# Car Audio



## godspeed (Feb 15, 2005)

So i got all the stuff to make my dash lights red (yes, red  ).
I Got my satellite radio receiver on red as well but... i can't find any good bright red (not amber) led car receivers. I'm not looking for anything fancy, nothing more than cd player and 200w, so i'm not really willing to go over the 200$ price.

Anyone knows any ?

Thanks in advance.


----------



## 200silvia (Jun 12, 2002)

http://www.clarion.com/usa/products/source_units/product_largeImage_1_43393_43393.html


----------



## funkpacket (Feb 13, 2004)

JVC KD-AR800 is a great deck imo. Red illumination, adjustable angle faceplate, 3 sets of 5 volt pre-outs, mp3/wma, 3 band paramaetric eq etc. I bought one about a year ago for $170.00


----------



## godspeed (Feb 15, 2005)

*Kenwood KDC-MPV8025 CD/MP3/WMA Receiver*

I stepped over this one today, the Kenwood KDC-MPV8025 CD/MP3/WMA Receiver.









http://www.techronics.com/index.cfm?fuseaction=product.display&product_id=924&aff=45847

Anyone have/seen this one in action ?

That actually looks like what i'm looking for but ratings on it doesn't say it's any good. But it have the looks i was looking for.

Please let me know if you know any similar to this.


----------



## 200silvia (Jun 12, 2002)

Im not a big Kenwood fan period, but thats just from using one unit. There head units just seem too busy.


----------



## godspeed (Feb 15, 2005)

*Yup*



200silvia said:


> Im not a big Kenwood fan period, but thats just from using one unit. There head units just seem too busy.


Word, i feel the same.

That's why i'm still looking around. But that CLARION kind of looks too plain.

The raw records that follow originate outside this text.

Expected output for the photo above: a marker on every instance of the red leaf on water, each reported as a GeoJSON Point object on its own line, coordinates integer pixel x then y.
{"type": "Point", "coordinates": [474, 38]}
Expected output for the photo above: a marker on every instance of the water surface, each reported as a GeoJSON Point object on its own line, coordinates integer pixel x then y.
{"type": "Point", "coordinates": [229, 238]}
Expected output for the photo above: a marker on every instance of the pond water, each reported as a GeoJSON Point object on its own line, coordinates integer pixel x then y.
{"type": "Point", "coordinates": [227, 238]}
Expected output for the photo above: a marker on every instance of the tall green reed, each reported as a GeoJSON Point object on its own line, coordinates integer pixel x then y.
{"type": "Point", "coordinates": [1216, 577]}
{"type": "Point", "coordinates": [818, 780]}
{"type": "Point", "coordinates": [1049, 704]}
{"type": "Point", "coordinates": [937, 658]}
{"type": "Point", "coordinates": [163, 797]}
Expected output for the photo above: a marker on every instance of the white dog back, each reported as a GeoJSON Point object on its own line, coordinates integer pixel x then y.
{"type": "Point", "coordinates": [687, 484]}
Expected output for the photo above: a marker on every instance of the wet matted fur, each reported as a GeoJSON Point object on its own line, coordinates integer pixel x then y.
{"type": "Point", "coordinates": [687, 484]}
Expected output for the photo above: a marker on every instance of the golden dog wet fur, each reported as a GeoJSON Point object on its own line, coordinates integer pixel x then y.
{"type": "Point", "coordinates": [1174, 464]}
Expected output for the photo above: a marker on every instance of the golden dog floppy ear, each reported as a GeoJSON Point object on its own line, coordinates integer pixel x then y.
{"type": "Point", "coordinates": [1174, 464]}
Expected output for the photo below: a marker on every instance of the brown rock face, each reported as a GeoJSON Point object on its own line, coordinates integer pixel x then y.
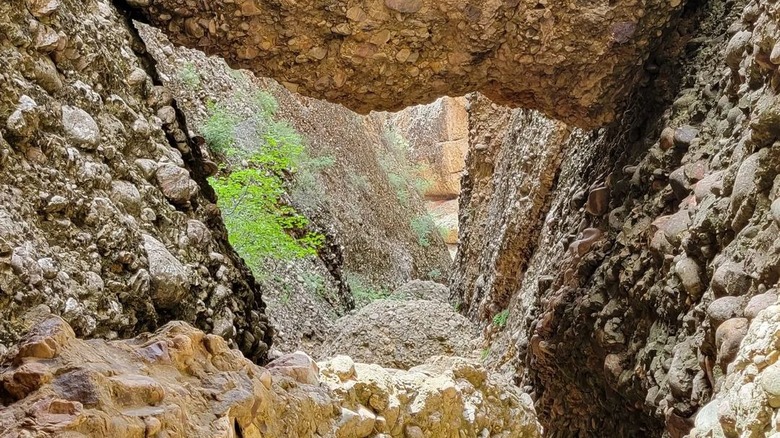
{"type": "Point", "coordinates": [571, 60]}
{"type": "Point", "coordinates": [180, 381]}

Thanks anyway, if anyone find anything that looks like that kenwood (that is NOT kenwood) please post it !

Thanks in advance.


----------



## Punkrocka436 (Jul 8, 2003)

if your willing to up your budget...Eclipse


----------



## 200silvia (Jun 12, 2002)

eclipse is very nice, do they have a model with a red display


----------



## HLBulldog (Mar 12, 2003)

last I checked they were blue/white.


----------



## godspeed (Feb 15, 2005)

*?*

What do you mean by Eclipse ?


----------